An interesting thesis to be sure, but his pictionary example highlights where it breaks down. Using a graphical UI is not like drawing a picture of what you want; it's manipulating a pseudo-physical interface using a mouse (for desktops) or your actual fingers (mobile devices and tablets).
In the real world, if you were sitting next to a stereo, would you prefer to instruct the person sitting next to you to load a song and hit play, or would you prefer to just do it yourself? That's the difference between a command line and a GUI: the difference between describing an action and performing it directly.
As for discoverability: saying you need to "know a language" to know that your song is in a folder, and that folders are nested, and that they reside on drives, ignores the fact that you need to know one for a command line too: you need to know the command "play" exists; you need to know that song names should be in double-quotes. You need to know the keyword "random" (rather than "shuffle"), and whether or not it understands commas.
In a GUI you can spot an icon with a musical note on it, and that's your first clue. Then you can poke around and see a round button with a triangle on it, a 40-year-old visual convention. The inherent discoverability of a visual interface is its primary advantage.
I clearly remember 15 years ago, sitting at a freshly-installed Linux command prompt, and being utterly frustrated. I wanted to explore the system, but didn't know the words. How do you discover "ls"? You can't even use "man" (if you knew about that, which I didn't) because you need to know the command in advance.
Discoverability of GUI components is definitely a big advantage of graphical programs. A bit of NLP magic could help. Most CLIs have this at an extremely basic level -- invoke the command with invalid arguments and it will print out a short "help" blurb.
Some tools (e.g. git, sbt) take it a step further and will suggest alternatives based on similar commands. 'git sattus' will ask if you mean 'git status', for example.
WolframAlpha has a particularly interesting interface where you basically type natural language and it tries to parse it into a formal language. It then shows you the formal input interpretation (in addition to the output). This lets you immediately see if the program interpreted your command correctly, because a person can understand the formal specification of the command very easily. If you, the person, detect a misunderstanding it is then very simple to update your input so it's parsed correctly the next time.

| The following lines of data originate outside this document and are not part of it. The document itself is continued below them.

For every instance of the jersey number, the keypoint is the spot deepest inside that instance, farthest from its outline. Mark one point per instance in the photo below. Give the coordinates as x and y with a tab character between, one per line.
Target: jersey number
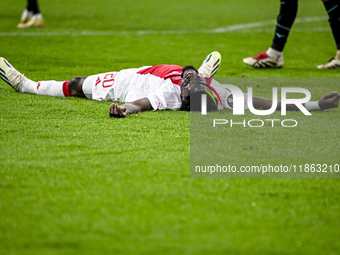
109	80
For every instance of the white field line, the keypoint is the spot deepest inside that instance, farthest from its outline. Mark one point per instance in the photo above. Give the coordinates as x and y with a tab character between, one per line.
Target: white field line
220	30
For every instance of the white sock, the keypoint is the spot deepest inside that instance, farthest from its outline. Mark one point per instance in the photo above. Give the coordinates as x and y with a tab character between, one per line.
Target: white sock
50	88
274	53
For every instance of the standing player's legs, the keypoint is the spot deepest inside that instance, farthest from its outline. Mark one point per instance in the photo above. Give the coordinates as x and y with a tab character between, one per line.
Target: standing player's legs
47	88
31	16
273	57
333	10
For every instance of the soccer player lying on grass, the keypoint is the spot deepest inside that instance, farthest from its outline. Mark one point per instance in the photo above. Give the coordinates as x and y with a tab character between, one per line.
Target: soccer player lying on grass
149	88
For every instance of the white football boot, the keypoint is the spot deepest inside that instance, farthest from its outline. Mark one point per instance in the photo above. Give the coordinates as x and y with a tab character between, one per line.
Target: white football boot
210	64
262	60
12	76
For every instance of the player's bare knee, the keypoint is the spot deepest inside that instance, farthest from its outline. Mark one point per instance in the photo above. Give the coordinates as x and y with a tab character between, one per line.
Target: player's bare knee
75	86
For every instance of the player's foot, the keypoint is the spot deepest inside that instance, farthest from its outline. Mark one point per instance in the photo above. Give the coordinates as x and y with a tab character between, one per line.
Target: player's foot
331	64
210	64
36	20
264	61
10	75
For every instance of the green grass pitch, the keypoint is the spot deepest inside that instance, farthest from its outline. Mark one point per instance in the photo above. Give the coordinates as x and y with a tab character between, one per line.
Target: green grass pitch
74	181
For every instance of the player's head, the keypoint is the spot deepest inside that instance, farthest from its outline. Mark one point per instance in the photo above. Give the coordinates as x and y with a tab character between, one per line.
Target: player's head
193	86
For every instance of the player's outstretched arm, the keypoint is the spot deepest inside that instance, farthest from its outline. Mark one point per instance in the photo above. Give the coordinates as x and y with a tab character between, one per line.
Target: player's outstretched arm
121	111
326	102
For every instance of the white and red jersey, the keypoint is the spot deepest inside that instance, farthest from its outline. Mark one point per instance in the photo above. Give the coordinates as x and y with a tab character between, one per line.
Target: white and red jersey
160	84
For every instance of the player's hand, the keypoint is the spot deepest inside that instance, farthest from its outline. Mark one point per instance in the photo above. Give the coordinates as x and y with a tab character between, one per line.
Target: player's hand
329	101
117	111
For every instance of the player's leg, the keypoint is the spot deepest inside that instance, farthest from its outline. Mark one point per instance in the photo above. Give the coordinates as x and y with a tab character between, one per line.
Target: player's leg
48	88
31	16
273	57
333	10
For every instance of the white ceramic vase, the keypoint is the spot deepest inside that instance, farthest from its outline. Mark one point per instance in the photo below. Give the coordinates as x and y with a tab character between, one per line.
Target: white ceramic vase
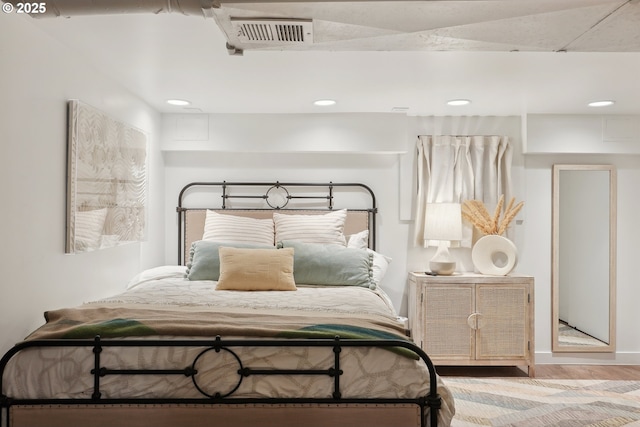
495	255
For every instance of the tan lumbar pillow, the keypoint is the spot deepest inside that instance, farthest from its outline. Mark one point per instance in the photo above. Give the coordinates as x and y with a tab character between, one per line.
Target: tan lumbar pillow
243	269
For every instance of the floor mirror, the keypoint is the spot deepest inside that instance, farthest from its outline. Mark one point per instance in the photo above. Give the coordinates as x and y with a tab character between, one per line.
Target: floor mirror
584	258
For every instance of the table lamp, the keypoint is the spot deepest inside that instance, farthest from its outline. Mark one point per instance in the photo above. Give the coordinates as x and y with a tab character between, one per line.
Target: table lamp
443	223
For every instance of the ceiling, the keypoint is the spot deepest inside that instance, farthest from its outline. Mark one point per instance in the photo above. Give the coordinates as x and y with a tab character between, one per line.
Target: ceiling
506	56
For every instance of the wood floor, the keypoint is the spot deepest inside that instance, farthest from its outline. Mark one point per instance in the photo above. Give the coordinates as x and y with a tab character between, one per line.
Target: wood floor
575	372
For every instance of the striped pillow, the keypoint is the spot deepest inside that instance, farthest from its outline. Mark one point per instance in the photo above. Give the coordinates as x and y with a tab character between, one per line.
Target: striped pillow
327	228
232	228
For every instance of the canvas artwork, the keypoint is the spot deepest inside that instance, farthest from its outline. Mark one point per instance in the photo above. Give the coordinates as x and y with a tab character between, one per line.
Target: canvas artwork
106	180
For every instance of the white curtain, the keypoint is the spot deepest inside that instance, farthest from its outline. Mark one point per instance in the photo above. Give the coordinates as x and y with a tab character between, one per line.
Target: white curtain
452	169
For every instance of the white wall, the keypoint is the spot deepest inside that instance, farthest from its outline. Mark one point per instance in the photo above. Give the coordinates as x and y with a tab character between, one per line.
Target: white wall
357	151
387	168
38	75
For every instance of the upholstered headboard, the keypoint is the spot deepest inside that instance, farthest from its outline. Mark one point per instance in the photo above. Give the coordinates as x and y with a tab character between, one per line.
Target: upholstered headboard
261	200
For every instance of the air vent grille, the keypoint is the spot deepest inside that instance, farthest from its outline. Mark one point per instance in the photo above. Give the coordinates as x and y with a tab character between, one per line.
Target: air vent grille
273	31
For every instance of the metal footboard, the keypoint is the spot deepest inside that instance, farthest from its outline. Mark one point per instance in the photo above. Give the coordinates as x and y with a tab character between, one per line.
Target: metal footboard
430	402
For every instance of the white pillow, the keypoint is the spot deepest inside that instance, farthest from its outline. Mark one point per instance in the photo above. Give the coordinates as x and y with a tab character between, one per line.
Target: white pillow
359	240
327	228
379	266
233	228
156	273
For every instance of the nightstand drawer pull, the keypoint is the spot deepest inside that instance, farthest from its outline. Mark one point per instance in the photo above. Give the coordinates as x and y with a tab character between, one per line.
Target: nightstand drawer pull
475	321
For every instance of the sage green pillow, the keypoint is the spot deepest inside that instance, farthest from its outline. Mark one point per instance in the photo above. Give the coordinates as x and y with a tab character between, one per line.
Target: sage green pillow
204	259
330	265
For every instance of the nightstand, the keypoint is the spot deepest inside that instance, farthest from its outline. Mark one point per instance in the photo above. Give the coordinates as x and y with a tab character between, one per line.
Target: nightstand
471	319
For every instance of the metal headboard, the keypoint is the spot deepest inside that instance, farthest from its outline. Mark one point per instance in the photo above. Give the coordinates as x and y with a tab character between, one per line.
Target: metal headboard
278	196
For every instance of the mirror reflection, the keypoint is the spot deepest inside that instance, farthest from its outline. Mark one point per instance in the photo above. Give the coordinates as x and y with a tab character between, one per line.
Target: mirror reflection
583	283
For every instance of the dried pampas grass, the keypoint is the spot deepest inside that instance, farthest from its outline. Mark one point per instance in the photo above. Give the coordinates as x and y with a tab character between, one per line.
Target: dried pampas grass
477	214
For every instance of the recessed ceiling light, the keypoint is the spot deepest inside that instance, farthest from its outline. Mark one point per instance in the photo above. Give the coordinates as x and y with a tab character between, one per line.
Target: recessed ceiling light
324	102
178	102
601	103
458	102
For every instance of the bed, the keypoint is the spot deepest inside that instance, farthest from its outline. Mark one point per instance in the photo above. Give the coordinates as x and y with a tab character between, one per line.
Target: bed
273	316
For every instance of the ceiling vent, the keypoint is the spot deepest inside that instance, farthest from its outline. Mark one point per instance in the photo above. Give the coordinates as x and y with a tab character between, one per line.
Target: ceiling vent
273	31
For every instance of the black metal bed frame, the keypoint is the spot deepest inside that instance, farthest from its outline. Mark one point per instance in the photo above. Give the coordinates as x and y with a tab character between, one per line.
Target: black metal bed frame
227	195
431	401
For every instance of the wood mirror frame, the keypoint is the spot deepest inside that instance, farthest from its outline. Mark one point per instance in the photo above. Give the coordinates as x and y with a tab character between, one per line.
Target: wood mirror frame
580	199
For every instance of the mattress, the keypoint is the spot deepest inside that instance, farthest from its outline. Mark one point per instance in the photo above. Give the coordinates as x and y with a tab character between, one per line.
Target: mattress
65	372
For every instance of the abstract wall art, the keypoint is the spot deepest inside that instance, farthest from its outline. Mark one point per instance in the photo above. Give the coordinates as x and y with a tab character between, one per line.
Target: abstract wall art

For example, look at these queries. Note the formal input interpretation of the first, and the "closest interpretation" of the second:
Finally, it works. But it highlights the fact that your syntax has to be very specific to be understood by Wolfram. Which makes the whole thing very error-prone and not discoverable.
Good catch! Guess we have a ways to go before this sort of system works. The key is having the formal specification unambiguous. I guess this proved the a human cannot, in fact, parse the formal interpretation easily :)
Identifying common types of errors (e.g. mismatching units) could strengthen the process by showing the closest interpretation and "did you mean"-style suggestions.
and to find out about ls -- apropos "list directory"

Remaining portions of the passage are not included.